ご存知のように岩波ホールは早くから「エキプ・ド・シネマの会」という会員制度を導入し会員を増やし耕してきた。「岩波Hでやる映画なら大丈夫。良品 間違いなし」といった岩波(ホール)ブランドも定着した。その会員が高齢化し、亡くなりつつあるのではないか。一方で、開業当時は乏しかった映像関連情報源は多様化し拡散した。若い人にとっては岩波ブランドはまばゆく敷居高くエスタブリッシュに過ぎるのではないか。そんな気がしている。残念なことだが、仕方がない。

一方で、コロナ禍でも、新しい映画館開館のニュースを目にする。

鳥取県東伯郡湯梨浜町の「jig theater」、

富山県富山市総曲輪の「ほとり座(新館)」、

島根県益田市あけぼの東町の「小野沢シネマ」

東京都世田谷区下北沢の「シモキタ‐エキマエ-シネマ K2」…… etc.

それぞれに、動機も事情も志も違うことだろう。ただ、「このコロナ禍の逆風のなか、苦戦を承知で」といったメディアの定冠詞・決まり文句尻目の《快走》を心から期待したい。

岩波ホール時代からバブル全盛期(前世紀)の「ミニ・シアター:雨後の筍」時代を経て、ミニ・シアター新時代へ。世代交代加速はウエルカムだ。健闘を祈る。

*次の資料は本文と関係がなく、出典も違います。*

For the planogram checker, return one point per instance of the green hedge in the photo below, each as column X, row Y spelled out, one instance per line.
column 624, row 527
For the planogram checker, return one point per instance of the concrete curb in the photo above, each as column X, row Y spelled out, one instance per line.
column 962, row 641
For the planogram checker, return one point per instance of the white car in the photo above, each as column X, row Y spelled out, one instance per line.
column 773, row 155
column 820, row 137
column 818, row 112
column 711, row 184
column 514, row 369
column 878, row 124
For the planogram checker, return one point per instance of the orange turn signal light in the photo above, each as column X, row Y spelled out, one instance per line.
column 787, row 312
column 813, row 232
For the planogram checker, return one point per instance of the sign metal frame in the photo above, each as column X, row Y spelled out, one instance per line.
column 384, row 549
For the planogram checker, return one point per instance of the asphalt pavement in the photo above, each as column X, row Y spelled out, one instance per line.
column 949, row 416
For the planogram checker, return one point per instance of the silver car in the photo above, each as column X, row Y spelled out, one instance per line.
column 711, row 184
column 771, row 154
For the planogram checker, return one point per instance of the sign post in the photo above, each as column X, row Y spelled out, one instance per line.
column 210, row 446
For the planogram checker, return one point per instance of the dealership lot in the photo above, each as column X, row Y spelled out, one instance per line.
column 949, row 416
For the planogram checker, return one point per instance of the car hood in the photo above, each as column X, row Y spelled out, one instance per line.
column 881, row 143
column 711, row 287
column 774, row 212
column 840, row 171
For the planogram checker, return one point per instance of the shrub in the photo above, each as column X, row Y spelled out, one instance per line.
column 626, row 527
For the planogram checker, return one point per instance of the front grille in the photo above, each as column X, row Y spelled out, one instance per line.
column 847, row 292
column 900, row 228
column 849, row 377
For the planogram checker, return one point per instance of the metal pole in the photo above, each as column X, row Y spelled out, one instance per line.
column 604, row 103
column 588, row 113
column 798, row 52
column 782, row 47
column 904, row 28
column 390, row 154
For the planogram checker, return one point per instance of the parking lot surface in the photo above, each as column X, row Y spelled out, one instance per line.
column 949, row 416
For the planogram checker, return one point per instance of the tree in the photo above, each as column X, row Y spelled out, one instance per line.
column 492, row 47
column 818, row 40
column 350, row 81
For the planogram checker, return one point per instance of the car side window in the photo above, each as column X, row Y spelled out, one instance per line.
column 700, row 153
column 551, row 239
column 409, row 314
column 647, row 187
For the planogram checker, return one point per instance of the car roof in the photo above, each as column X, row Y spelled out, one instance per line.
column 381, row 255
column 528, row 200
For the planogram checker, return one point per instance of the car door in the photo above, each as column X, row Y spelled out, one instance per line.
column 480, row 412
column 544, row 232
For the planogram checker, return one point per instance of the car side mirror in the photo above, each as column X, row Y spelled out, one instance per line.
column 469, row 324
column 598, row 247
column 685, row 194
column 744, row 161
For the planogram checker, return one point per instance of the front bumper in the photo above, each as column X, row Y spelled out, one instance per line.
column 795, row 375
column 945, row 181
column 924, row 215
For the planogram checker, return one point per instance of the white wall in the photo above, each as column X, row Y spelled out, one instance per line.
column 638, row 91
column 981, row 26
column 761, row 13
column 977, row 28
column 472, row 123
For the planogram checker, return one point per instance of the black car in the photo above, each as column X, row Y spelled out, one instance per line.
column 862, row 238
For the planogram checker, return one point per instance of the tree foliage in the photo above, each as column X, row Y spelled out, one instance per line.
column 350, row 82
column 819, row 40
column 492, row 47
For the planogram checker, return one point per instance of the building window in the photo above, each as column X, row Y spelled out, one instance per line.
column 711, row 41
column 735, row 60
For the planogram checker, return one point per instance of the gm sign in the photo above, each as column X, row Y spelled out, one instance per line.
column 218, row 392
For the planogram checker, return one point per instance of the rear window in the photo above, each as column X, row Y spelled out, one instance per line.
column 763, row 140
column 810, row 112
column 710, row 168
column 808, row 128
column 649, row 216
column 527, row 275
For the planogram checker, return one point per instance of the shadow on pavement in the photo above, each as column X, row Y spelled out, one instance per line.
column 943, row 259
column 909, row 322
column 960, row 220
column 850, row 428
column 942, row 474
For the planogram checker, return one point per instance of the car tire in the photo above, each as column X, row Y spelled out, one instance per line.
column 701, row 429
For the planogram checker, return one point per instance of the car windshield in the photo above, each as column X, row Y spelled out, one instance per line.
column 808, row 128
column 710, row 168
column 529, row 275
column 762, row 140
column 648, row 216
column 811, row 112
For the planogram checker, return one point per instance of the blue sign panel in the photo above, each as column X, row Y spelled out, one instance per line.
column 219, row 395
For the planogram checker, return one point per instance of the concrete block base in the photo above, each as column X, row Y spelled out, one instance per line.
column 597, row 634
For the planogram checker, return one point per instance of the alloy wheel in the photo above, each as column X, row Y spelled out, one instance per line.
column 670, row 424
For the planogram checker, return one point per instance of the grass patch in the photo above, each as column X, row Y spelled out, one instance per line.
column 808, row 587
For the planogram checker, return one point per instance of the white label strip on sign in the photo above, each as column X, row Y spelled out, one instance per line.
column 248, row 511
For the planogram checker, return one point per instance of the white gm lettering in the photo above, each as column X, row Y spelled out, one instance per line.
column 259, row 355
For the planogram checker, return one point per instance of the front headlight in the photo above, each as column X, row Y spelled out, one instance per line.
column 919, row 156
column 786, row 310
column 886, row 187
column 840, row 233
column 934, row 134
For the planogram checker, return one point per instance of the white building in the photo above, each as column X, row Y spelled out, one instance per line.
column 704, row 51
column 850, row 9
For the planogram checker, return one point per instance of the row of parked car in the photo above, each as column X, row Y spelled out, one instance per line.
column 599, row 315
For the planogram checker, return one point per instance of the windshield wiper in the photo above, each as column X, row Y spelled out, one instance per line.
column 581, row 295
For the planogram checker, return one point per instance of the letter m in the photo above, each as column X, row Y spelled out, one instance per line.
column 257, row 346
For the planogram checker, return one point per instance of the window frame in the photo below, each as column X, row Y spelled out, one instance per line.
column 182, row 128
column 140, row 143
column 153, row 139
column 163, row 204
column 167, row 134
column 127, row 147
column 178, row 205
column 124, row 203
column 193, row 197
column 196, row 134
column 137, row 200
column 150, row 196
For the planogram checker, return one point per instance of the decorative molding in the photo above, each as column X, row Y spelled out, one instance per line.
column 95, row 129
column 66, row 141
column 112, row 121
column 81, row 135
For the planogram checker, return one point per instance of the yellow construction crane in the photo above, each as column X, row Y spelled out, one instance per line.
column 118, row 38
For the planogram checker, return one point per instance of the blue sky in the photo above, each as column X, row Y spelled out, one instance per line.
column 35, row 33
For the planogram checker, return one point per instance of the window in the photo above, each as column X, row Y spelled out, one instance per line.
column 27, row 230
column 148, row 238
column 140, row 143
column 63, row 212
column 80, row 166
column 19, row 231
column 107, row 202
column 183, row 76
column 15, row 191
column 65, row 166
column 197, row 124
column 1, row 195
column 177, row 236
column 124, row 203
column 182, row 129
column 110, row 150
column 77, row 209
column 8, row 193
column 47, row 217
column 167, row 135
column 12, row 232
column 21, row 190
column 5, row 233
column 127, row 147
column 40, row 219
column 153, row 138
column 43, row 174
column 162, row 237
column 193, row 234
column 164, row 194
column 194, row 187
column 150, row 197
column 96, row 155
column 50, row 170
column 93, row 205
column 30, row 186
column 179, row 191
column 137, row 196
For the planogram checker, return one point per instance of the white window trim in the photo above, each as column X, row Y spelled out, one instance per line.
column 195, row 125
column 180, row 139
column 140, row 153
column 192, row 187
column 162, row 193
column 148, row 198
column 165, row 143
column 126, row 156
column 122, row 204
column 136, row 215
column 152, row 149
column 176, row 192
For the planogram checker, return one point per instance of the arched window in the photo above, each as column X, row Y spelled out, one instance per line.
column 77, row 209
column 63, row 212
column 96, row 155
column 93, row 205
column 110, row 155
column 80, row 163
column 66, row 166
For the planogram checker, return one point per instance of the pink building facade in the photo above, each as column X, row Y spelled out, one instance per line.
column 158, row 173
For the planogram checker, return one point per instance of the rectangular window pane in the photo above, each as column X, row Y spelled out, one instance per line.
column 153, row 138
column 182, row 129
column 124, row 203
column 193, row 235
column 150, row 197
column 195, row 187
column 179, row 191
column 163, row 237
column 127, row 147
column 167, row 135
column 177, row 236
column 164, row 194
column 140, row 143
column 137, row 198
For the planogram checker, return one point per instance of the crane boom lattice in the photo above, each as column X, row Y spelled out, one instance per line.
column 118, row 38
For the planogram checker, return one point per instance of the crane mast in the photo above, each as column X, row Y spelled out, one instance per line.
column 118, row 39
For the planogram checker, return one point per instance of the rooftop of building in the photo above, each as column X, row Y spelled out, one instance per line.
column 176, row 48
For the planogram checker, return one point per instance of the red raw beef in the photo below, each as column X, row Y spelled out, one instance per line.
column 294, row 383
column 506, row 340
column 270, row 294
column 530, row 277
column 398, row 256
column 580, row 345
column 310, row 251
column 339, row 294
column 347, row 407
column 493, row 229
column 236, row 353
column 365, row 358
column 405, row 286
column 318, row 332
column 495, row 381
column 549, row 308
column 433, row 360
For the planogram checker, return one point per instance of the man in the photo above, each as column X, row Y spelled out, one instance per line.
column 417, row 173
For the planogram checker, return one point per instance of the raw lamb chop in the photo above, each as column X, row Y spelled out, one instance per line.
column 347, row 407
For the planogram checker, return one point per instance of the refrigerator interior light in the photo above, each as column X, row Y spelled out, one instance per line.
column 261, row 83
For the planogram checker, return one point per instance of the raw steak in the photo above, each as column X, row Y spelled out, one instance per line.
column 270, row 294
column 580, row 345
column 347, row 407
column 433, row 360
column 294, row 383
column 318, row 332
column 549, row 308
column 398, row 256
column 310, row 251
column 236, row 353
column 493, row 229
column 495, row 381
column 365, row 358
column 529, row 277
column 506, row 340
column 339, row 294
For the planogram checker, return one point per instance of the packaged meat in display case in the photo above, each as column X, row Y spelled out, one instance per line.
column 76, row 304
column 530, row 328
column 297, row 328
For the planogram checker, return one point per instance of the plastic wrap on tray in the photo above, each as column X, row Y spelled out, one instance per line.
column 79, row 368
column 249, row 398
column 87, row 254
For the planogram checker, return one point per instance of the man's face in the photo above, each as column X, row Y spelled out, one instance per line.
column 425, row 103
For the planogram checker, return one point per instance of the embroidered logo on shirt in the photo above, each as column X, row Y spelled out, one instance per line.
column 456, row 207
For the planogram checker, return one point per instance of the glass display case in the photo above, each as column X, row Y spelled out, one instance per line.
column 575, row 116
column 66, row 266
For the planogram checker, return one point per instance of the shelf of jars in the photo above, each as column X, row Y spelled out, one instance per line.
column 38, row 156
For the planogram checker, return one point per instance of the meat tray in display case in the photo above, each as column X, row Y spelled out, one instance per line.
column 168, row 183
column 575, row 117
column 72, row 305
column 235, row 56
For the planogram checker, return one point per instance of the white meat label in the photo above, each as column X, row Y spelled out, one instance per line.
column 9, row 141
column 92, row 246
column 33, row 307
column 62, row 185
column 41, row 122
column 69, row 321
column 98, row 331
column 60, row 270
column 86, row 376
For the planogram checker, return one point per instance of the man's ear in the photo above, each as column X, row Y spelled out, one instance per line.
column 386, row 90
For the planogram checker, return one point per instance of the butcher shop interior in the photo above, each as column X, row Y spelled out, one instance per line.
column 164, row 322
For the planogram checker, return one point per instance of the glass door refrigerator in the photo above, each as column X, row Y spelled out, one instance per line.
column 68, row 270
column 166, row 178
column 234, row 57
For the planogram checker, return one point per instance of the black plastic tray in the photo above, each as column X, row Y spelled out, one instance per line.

追記:会員制度と共に岩波ホールは、「日本で初めて各回完全入れ替え制定員制を実施」した映画館だった。正直にいえば、オープン当初は「気に入った映画は居残りして何度も観ることが出来て当然なのに、なんて高飛車な岩波商法。お高くとまりやがって」なんて悪態もついたが、半世紀経った今、各回入れ替え制はスタンダード、当たり前になっちゃってる。トホホだが、時代の趨勢。時は流れ、社会は変わる。